A PhD student of St Stephen’s College went to the police on Friday with a complaint of sexual harassment against a professor and accused principal Valson Thampu of trying to protect the faculty member when the matter was brought to his notice.
According to the complaint, chemistry professor Satish Kumar — who also discharges the duties of the bursar — molested the complainant on October 15, 2013. The student has also accused him of stalking her, passing lewd remarks and making inappropriate physical contact for months before the incident. Kumar once even threatened to “pour sulphuric acid on her if she didn’t wear a yellow sari to college”, the complaint read.
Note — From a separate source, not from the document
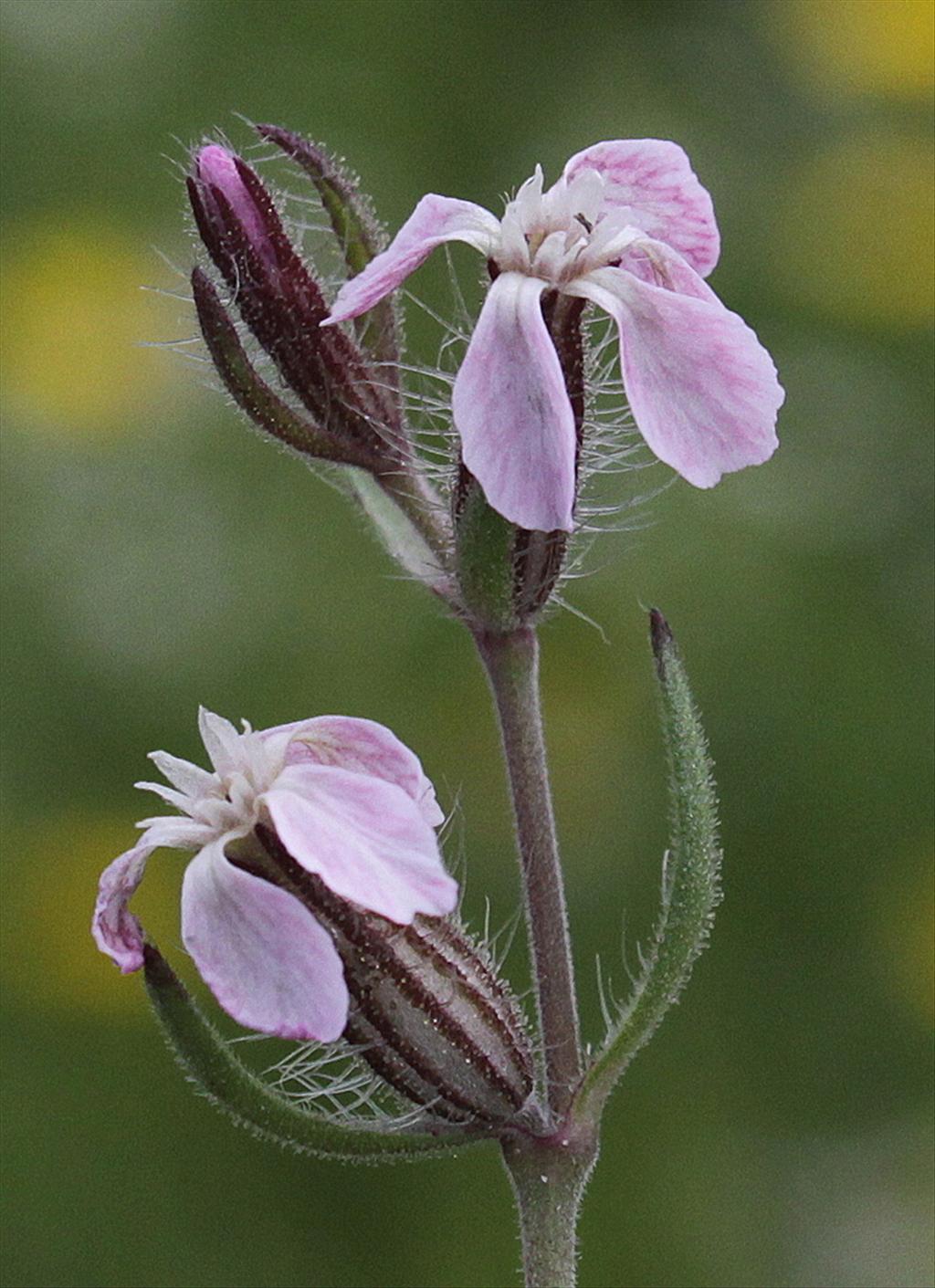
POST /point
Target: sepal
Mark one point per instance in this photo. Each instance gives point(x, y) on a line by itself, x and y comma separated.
point(354, 227)
point(226, 1081)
The woman said she stopped going to college after the incident but Kumar called her repeatedly, stalked her on social media and sent other students to look for her till she finally confided in her parents. When the family confronted Kumar later in the month, he apologised and “promised never to repeat such behaviour”, she said. But, she added, the harassment continued.
According to the FIR, the parents took their complaint to Thampu in December 2014, but he dismissed the issue as a “purely academic problem”. The complainant said Thampu discouraged her from filing a sexual harassment case, giving her two options instead — “go to Delhi University’s grievance redressal cell and jeopardise my degree or term the issue an academic problem”. She also accused Kumar of blocking her monthly stipend of Rs 18,000.
The student decided to approach the grievance redressal cell, which started looking into the matter on January 15. The cell is yet to reveal its findings and held its last meeting on May 19. Unhappy with the slow pace of proceedings, the student approached the police on Friday. A magisterial hearing in the case will be held on Saturday.
Thampu told HT, “I am unaware of the matter and have no involvement in it.”
The college’s media coordinator said, “An inquiry is nearing completion. It is reiterated that St. Stephen’s is uncompromisingly committed to the safety and dignity of women on campus and no effort will be spared to ensure justice is done. The college appeals to all concerned not to undermine the solemnity of the pursuit of justice for the allurement of ulterior gains of whatever kind.”
Despite repeated attempts by HT, professor Satish Kumar could not be contacted.
St. Stephen’s had found itself in a similar controversy last year when an administrative officer was indicted by the college’s sexual harassment committee. He, however, continues to be employed by the college at the principal’s residence.